Maybe one of the scariest things about dietary restrictions, for me anyhow, was the feeling of…restriction. I love food and I love to cook and I love trying new things, but dairy and eggs are backbones of so many dishes and so many cuisines. Find a dozen French recipes that don’t use butter or cream. See?! I am also, or was, a cheese junkie. Even before gluten was a real no-no and I was doing the no carb thing for vanity’s sake, I would still cheat whenever an interesting recipe called for bread or pasta. I didn’t want to deny myself the experience of trying something new or something potentially delicious and life-changing. My vanity wasn’t motivation enough.

But no more! Through marriage I adopted legitimate restrictions and they are truly a blessing. They hold me accountable and I am motivated because I love my husband a great deal. He also loves food and loves to cook and loves trying new things. Therefore, I find ways to cook the things we love and experience new things together in a way that will not harm him.

Another blessing is the way the restrictions propel me to explore techniques and ingredients. Since we can’t have the cheese and the cream and the bread, I attempt to compensate by using really delicious meats and vegetables, which led me to this lamb tagine.

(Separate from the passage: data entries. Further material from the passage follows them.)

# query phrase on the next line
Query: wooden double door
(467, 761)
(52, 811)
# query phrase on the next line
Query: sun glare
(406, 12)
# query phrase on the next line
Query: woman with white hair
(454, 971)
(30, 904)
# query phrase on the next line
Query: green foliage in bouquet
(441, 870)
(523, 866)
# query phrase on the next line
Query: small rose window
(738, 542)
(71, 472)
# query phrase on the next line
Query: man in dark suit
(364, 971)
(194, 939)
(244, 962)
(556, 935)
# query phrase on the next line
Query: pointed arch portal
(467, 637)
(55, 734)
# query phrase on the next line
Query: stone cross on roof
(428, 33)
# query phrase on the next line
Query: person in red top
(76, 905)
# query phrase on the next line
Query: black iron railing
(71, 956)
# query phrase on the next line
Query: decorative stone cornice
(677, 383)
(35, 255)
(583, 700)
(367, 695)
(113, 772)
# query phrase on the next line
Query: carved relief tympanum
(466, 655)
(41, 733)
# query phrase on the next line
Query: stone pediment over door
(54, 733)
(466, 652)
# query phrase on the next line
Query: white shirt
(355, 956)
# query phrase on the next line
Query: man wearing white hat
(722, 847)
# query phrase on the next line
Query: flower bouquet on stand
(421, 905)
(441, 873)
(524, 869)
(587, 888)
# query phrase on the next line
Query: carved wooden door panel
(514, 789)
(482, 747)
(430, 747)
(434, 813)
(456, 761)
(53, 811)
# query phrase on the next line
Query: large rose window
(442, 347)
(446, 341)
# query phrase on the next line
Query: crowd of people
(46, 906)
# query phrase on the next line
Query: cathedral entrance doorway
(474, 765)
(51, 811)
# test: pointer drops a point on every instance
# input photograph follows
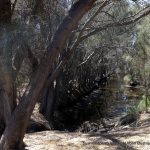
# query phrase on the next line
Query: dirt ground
(125, 138)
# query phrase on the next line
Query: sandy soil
(126, 138)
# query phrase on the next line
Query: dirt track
(125, 139)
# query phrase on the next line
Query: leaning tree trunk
(15, 130)
(7, 88)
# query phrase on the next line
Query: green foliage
(142, 105)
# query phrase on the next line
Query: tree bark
(14, 132)
(7, 88)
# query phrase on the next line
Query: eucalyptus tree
(15, 117)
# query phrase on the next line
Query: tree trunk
(7, 88)
(15, 130)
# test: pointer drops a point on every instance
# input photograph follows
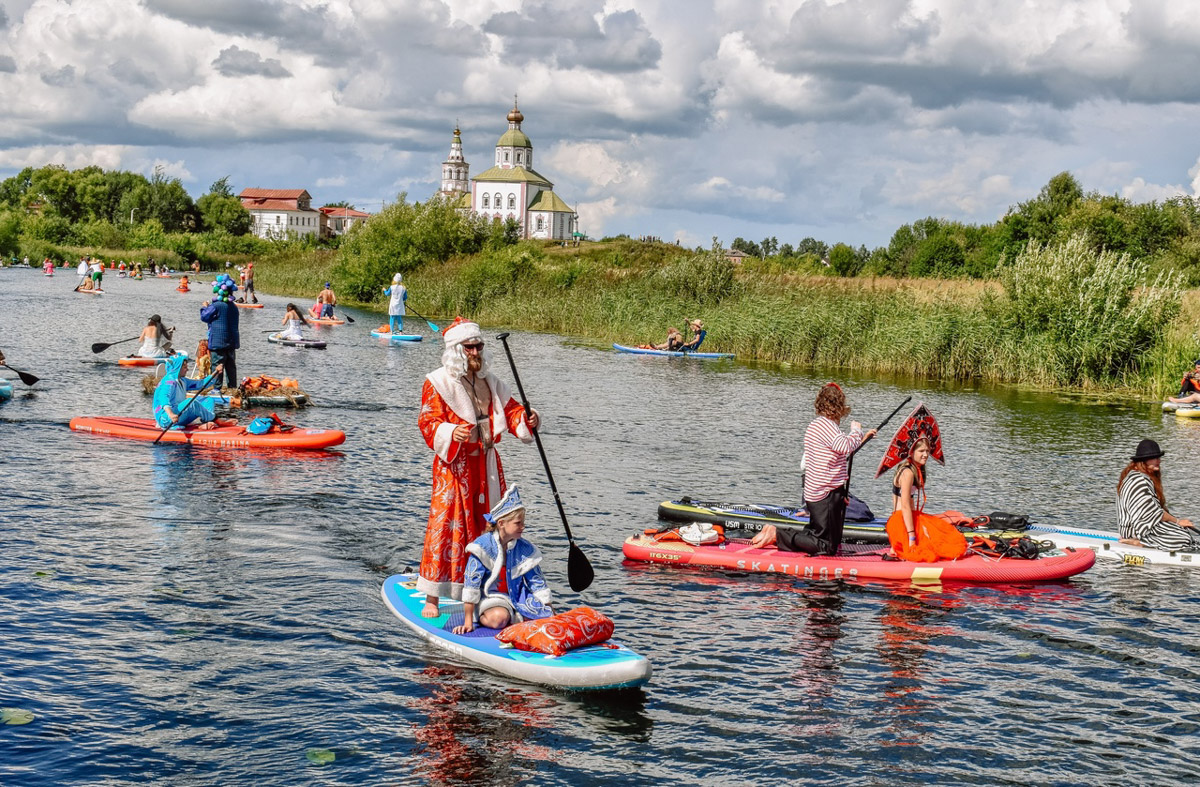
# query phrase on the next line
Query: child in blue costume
(503, 583)
(174, 390)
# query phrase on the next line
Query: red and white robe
(467, 479)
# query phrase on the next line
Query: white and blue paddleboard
(1108, 546)
(399, 337)
(594, 667)
(639, 350)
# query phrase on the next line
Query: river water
(197, 617)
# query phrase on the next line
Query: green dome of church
(514, 138)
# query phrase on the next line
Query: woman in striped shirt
(827, 451)
(1141, 505)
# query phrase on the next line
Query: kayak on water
(399, 337)
(857, 562)
(137, 360)
(607, 665)
(227, 437)
(639, 350)
(1108, 545)
(861, 523)
(311, 343)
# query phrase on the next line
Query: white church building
(510, 188)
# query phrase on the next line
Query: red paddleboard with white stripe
(858, 563)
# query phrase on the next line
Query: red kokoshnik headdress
(919, 425)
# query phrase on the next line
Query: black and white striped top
(1140, 516)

I have found Indian and Moroccan cuisines to be very friendly to our lactose issues especially. If they call for milk at all, it is usually coconut milk. Earlier this week I was determined to have lamb, but didn’t have the time to slow cook it, so I decided to do a tagine with ground lamb. Most of the recipes called for lamb shoulder and stone fruits. I opted for cherries and dates. I predicted the tartness of the cherries and the caramel sweetness of the dates would go wonderfully with the lamb. Find out for yourself. 

Here’s what you’ll need:

Ras El Hanout, a Moroccan spice blend. I mixed up my own. 

1/2 tsp ground cumin

1 tsp ground ginger

1 tsp salt

1 tsp freshly ground black pepper

1/2 tsp ground cinnamon

1/2 tsp ground coriander seeds

1/2 tsp cayenne

1/2 tsp ground allspice

1/4 tsp ground cloves

Sift those together. Note that you can increase or decrease exact amounts based on personal preference. I cut back the cumin a little and added a cinnamon stick later (see below) because I wanted a sweeter and spicy dish that wasn’t dominated by cumin flavor. 

3 TBSP canola oil

2 lbs ground lamb

1 medium yellow onion, roughly chopped

1/4 cup cilantro, roughly chopped

1 cinnamon stick

2 cups water

2 cups beef stock or broth

1 cup dried cherries

1/4 cup Medjool dates, pits removed and roughly chopped

1 TBSP honey

2 TBSP toasted sesame seeds

In a large pot, preferably cast iron or enameled cast iron, heat the oil. Add the onion, cilantro, lamb, Ras El Hanout and cinnamon stick. Simmer for about 10 minutes, until the lamb is almost browned, then add water and stock. Bring to a boil, reduce heat to low and let simmer for about one hour. Stir periodically and skim off any fat that rises to the surface. After one hour, remove the cinnamon stick and add the dried fruits. Continue cooking for 15-20 minutes, until the mixture is getting quite thick. Stir in honey and remove from heat. Cover and let stand for about 5 minutes. Serve over rice or gluten-free grain of choice. Top with toasted sesame seeds.

We enjoyed a Grenache-Carignan blend from The Languedoc-Roussillon with this dish.